July 4th is on a Wedneday this year, and we should use the opportunity to commemorate, nay, celebrate Paris Hilton’s release from the clutches of the guv’mint. “Legally blonde” is more than a concept, it’s an affirmative defense, because everyone always thinks it’s so cute when blondes do goofy things…

Please bring your four legged friends (who, not being blonde, have always been smart enough to avoid violating probation, even to drive to a hamburger place) and join us for a BBQ in the afternoon, say 2 to 6. Anyone still around at dark can join us up on the hill to watch fireworks from a distance.

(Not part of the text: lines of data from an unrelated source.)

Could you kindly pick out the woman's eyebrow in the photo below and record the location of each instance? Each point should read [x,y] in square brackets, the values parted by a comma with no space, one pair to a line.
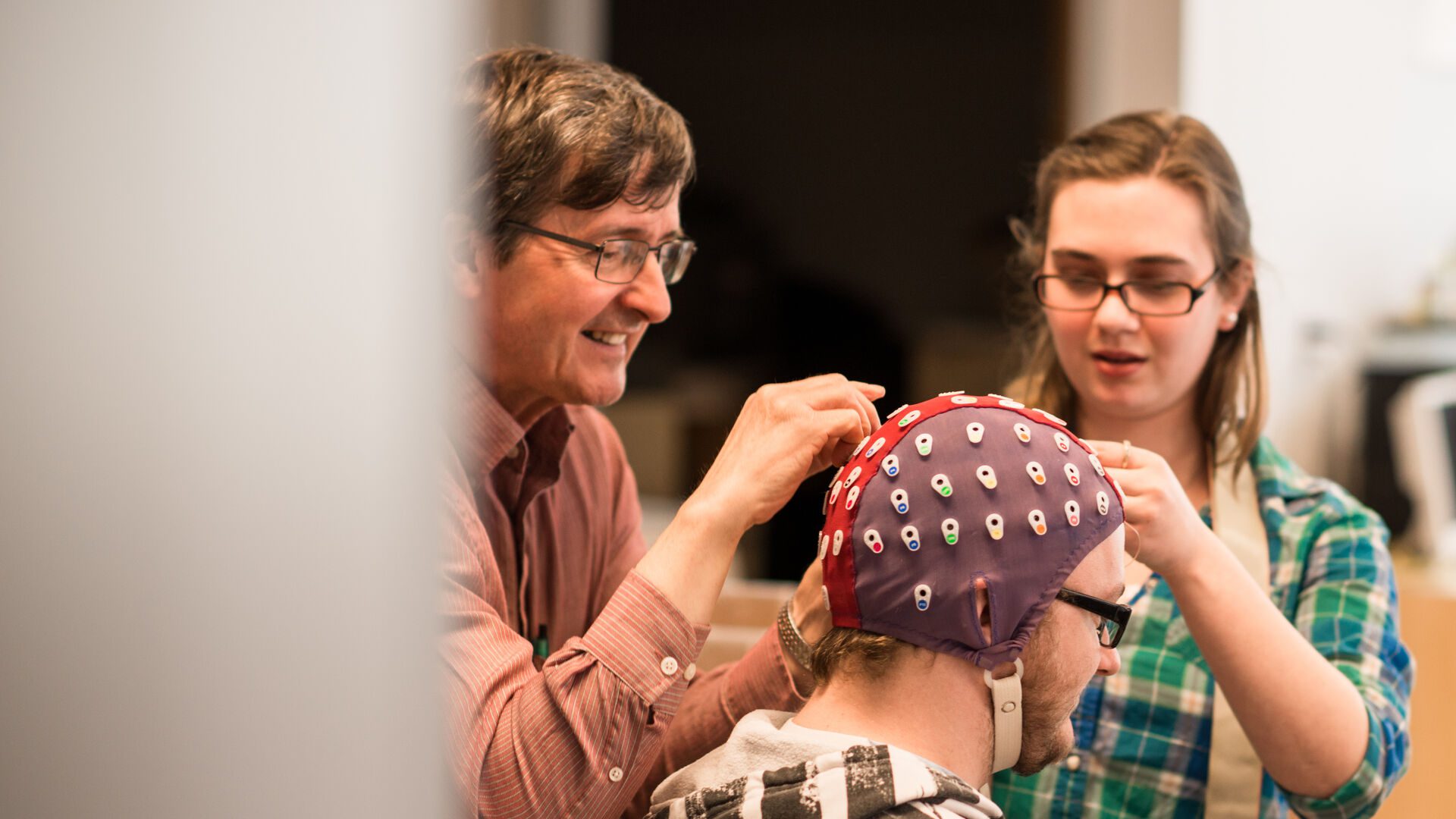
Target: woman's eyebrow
[1159,259]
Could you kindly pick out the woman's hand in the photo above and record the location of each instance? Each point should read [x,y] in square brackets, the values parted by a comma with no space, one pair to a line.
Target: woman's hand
[1165,532]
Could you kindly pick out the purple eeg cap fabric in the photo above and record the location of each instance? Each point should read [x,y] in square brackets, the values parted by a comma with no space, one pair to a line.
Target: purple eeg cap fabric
[954,490]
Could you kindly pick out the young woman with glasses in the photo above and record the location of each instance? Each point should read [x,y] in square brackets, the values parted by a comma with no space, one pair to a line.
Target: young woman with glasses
[1263,670]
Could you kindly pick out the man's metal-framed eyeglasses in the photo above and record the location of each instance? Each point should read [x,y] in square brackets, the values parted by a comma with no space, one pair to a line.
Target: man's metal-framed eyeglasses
[1145,297]
[619,261]
[1111,617]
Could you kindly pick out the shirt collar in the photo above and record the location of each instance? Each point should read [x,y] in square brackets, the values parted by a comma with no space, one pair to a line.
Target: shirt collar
[487,435]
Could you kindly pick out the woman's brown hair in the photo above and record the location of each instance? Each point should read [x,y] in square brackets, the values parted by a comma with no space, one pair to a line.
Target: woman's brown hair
[1232,390]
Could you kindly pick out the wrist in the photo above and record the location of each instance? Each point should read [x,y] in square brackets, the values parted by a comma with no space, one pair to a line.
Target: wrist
[1194,563]
[712,519]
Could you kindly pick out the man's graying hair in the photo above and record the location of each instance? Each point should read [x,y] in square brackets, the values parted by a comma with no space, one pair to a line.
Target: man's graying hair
[549,129]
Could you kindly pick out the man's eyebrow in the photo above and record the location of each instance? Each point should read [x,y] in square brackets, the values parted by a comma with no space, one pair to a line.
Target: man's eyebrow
[634,232]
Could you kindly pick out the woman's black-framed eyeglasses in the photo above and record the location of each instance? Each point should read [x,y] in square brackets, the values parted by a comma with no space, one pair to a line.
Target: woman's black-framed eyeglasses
[1145,297]
[619,261]
[1111,617]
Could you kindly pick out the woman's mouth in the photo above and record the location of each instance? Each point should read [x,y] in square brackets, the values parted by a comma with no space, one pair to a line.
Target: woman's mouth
[1117,363]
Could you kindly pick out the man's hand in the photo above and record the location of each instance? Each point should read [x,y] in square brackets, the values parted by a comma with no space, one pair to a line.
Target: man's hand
[785,433]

Yes, they’re all attorneys. It was 150 degrees out. Here is Beauregard in recline:


He said it was “damned hot” out. I even got him to lay down in a wading pool, and we all know that Dobermans will melt if exposed to water. Kind of like the wicked witch.

Back at the Farm
I’ve been working like a dog on the house. It’s almost 7:30 on a Sunday, I should have gotten out on my bike earlier today and I just can’t move. I had to hire a plumber to replace the angle valves under the sink. They were so corroded that I was afraid of breaking the house. What they did was ridiculously simple and I’m pretty pissed off at myself for not being able to figure it out on my own. It was a $250 lesson. It could have been worse. It’s done, they did a good job and I learned something. I have carpet samples laying in the living room. I need to get over there and pull the rest of the nasty flooring garbage up. I’d like to get to the dump today, but that may involve employing a day laborer. If I get an email soon from Craig’s list wanting to buy the fridge, I’ll go get me a day laborer. Otherwise, I’m Fred Sanford loadin’ up the truck. The tiles in the entry were clay clear through so I’m going to salvage them for use in the back yard. After I finish the floors today, I need to take TSP to the kitchen cabinets and the paneled den. Then I’m going to rub it down with mineral spirits and it should be ready for new stain. I’m running by Kelly Moore this morning to get some. On the upside, if I run my ass off for the next four days, I can fly to Hawaii on Thursday with a clear conscience.

Maverick’s Sports

Maverick’s is the gym up near the new house. My old gym, Bally’s is clear across town and probably a 20 minute drive. At 5:00a.m., twenty minutes each way is too much. Maverick’s is 4 minutes each way. It’s a 70,000 square foot facility. And the jackass owner has been cutting every corner possible for three years. Now the County has shut down the pool. It was supposed to be remodeled three years ago. He’s been “remodeling” the men’s locker rooms for close to three years. It’s an 8 week project, dumb ass. You can smell the mold in the carpet upstairs. I promise you, it’s the wrong kind of mold. The whirlpool is down in both locker rooms. I guess it’s nice that the steam room is working, but slats are missing. Yet this ass clown wants $62 month in membership. The membership maven called me Friday after my visit and I let her have it. She took a deep breath and I believe told me the truth. She’s willing to get the district manager in there to talk to me. I think I will do it. I could rehab the entire facility in six months for under $750k. I’m sure of it. This owner is a joker. Let’s see what the district manager has to say about this. On the upside, a friend of mine designed the weight rooms and they are beautiful. Perfectly laid out, equipment properly spaced. The owner is an embarrassment.